Part 3 Opportunities come along with challenges
Zoe: How do you view the challenges confronting the VC industry in 2022?
Zhou Mi: The beginning of this year was rather eventful. The outbreak of the Russian-Ukrainian war and the Omicron variant surge in Shanghai and the whole country sent the stock market plunging, as prices on primary and secondary markets were seriously inverted. This put higher pressure on the primary market because of the issue of high valuation.
In terms of the fundraising environment, the sharp drop in US, Hong Kong and Chinese stocks has called for deal revaluation, which has dealt a blow to the confidence in fundraising. Over the previous two years, the dividends of China’s stock registration system and HKEX’s 18A policy have enabled biotech companies to be listed in Hong Kong with relative speed. The situation has been completely reversed this year, which will constrict the capital flow to a certain extent. Secondly, deals in the past two years were often over-valued, which resulted in a slowdown of new financing rounds and may reduce the overall transaction volume.

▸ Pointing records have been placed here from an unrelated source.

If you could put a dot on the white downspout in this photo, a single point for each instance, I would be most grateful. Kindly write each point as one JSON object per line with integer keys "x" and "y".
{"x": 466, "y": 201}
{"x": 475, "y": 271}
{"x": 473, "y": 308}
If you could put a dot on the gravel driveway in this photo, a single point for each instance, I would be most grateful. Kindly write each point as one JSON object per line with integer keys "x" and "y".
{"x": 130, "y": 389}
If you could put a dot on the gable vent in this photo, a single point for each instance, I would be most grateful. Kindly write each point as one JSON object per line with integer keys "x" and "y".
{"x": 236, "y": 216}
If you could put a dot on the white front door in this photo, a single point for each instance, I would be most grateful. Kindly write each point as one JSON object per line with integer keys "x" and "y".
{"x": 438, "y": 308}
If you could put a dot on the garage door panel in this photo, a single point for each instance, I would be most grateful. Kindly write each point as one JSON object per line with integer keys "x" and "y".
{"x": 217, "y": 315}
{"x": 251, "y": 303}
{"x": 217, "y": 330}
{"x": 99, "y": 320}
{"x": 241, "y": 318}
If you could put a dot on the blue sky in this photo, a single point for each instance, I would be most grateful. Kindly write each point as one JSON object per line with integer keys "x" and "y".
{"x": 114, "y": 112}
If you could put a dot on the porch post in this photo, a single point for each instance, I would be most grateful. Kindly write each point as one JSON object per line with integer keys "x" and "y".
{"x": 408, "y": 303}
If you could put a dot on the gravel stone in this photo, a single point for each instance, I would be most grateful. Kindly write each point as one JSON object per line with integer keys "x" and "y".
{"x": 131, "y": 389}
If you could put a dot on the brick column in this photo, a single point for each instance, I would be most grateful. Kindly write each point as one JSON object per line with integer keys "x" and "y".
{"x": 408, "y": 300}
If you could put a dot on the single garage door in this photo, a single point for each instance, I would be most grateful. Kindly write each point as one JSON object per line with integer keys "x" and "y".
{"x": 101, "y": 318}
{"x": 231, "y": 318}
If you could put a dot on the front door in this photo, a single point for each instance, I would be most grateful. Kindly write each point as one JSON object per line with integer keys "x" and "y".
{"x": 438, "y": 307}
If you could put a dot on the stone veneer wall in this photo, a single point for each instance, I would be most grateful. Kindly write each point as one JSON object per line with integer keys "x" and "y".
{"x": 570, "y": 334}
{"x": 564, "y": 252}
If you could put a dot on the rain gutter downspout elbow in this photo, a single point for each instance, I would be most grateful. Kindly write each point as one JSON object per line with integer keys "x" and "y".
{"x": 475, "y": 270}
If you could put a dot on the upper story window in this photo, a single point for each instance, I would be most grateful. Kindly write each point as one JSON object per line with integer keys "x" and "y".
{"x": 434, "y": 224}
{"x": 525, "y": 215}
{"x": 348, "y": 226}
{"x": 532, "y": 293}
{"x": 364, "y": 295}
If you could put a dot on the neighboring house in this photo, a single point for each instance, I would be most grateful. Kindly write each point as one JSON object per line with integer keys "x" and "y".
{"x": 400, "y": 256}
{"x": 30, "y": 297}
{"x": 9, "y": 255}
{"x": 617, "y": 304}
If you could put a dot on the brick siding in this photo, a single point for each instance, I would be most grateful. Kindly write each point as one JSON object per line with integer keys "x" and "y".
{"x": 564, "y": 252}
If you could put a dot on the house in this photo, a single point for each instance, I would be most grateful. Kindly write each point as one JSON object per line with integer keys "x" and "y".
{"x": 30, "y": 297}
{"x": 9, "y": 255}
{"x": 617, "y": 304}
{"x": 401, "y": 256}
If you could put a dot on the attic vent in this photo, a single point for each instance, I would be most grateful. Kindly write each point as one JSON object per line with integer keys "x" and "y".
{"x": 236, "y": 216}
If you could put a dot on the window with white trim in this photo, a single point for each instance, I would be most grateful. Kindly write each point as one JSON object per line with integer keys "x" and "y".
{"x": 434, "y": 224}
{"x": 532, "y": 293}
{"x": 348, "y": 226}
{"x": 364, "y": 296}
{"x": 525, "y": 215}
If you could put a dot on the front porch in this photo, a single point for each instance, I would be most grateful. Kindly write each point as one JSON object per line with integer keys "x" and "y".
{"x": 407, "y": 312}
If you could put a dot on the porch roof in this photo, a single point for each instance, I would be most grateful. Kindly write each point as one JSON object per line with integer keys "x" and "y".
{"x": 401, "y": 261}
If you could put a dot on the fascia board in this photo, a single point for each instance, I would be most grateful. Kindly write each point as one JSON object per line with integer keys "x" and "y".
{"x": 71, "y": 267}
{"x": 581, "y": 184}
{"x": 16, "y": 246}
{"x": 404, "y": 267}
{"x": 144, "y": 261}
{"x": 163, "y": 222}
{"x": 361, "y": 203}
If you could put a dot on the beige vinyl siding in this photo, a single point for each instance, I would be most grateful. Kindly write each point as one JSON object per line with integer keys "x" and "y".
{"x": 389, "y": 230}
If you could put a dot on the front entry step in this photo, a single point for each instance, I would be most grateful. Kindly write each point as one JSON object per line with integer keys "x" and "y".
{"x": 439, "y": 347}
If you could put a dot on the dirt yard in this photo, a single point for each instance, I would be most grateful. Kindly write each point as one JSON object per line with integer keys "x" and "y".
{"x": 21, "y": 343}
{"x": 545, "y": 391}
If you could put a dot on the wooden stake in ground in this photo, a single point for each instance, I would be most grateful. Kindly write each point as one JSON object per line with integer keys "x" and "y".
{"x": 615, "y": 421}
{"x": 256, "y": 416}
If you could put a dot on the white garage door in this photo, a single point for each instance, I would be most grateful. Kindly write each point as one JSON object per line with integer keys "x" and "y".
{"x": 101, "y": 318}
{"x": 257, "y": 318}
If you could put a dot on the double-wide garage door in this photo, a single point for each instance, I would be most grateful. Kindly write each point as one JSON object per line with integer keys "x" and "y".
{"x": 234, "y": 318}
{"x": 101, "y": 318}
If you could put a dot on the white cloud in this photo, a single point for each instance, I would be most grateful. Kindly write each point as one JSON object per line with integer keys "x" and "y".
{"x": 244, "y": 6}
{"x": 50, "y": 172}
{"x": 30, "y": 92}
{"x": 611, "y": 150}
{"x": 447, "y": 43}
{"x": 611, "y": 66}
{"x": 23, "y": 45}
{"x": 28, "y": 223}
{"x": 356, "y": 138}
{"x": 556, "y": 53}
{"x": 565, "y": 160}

Simply put, although investors are relatively mature, both fundraising and exit have been adversely affected due to the general environment.
Zoe: After talking about the challenges to the industry, where do you see opportunities?
Zhou Mi: In terms of opportunities, as Buffet once said, "Only when the tide recedes will you know who has been swimming naked." Although we are now facing difficulties in fundraising and exit phases, the flip side is that there will be more targets to choose from in the market, and the revision downward of valuations will reinforce investors' bargaining power. In such a sluggish environment, excellent and powerful funds have more opportunities. For example, Puhua Capital has not slowed down the speed of investing, with little disruption to the rhythm.
From an investor's point of view, many things that happened in 2022 are beyond expectations. So far there have been many turbulences and adjustments, and negative sentiments will peak soon. But this is also a peculiar period: now is the time to test the investors’ patience and capabilities. For example, do not get lost amid the turbulences, inspect the industry chain more rigorously, and select better targets. It is essential to adhere to the original intentions, use scientific methodology, and have the courage to act and negotiate.
The multiples of return will be much more guaranteed in the next improved periods. Despite the market volatility and cycles, I still have strong faith in the fundamentals of the Chinese market, as long as I keep being patient. Challenges and opportunities are just two sides of a coin.
Personally, I entered the venture capital industry in 2008. This year has been the 14th year. I experienced the financial crisis in 2009 and the boom of the classical venture capital model led by TMT from 2011 to 2015. Since 2016, CNY funds have dominated, and the policy orientation has become more and more obvious. Having experienced many ups and downs, I believe that venture capital will tide over the tough period and usher in new opportunities.